Antoine joined 2002 Olympic gold medalist Jim Shea, his inspiration to switch from snowboarding, as the only U.S. men to earn skeleton medals since it was re-added to the program for the Salt Lake City Winter Games.

“It’s definitely the best moment of my life, without a doubt,” Antoine said that night at the Sanki Sliding Center in Krasnaya Polyana, Russia.

Antoine, 33, said a year later that he was diagnosed with depression and that he nearly retired after Sochi.

“Everyone, at some point, needs help,” Antoine said then, according to The Associated Press. “At first I almost felt defeated that I had to seek medical and professional help. It felt like I had lost.

“I don’t feel that way anymore.”

Antoine bought a house in Phoenix, adopted Dixie, a golden retriever, and regained control of his life. He ended his Olympic career with an 11th-place finish in PyeongChang.

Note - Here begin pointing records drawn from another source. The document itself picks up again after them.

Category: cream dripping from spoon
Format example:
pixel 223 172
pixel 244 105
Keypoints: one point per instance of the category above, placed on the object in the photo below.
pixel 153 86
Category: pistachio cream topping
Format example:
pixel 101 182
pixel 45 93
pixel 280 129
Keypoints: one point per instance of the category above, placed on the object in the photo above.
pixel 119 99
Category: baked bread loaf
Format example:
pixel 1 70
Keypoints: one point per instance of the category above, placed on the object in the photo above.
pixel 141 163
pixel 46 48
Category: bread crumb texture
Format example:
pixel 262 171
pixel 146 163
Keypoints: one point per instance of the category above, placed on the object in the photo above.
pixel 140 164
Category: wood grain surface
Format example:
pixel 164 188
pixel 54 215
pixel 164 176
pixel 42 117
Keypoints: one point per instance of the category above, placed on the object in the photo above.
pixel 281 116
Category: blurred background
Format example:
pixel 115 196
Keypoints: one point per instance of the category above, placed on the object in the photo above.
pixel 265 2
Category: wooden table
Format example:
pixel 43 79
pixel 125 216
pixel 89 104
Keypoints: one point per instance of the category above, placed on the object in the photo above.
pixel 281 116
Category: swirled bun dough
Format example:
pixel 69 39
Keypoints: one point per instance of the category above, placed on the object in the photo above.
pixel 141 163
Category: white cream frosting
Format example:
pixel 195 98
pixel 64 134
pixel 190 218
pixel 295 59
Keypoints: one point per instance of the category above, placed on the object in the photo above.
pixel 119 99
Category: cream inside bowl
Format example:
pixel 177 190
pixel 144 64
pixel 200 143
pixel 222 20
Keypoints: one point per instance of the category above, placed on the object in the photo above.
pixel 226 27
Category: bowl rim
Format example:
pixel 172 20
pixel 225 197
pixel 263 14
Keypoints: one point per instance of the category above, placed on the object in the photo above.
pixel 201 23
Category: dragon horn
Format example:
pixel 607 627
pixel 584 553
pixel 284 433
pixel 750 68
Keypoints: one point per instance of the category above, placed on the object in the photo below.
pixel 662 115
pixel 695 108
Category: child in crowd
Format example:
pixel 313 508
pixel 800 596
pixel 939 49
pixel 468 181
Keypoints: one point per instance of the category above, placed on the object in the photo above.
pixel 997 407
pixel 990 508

Antoine was the top U.S. slider on the World Cup the last five years, finishing between third and eighth in the standings, and the only American man to make a World Cup podium in the last eight years.

At his first skeleton tryout 15 years ago, Antoine was told he wasn’t good enough and sent home. He came back the next winter and made the development team.

“I knew after one run that it was something I loved and wanted to do,” he said.

Daly’s career is likely over after he came out of retirement and placed 16th in PyeongChang. Four-time Olympian Katie Uhlaender did not slide in World Cup selection races, and it’s unclear if she will compete this season.

NBC Olympic Research contributed to this report.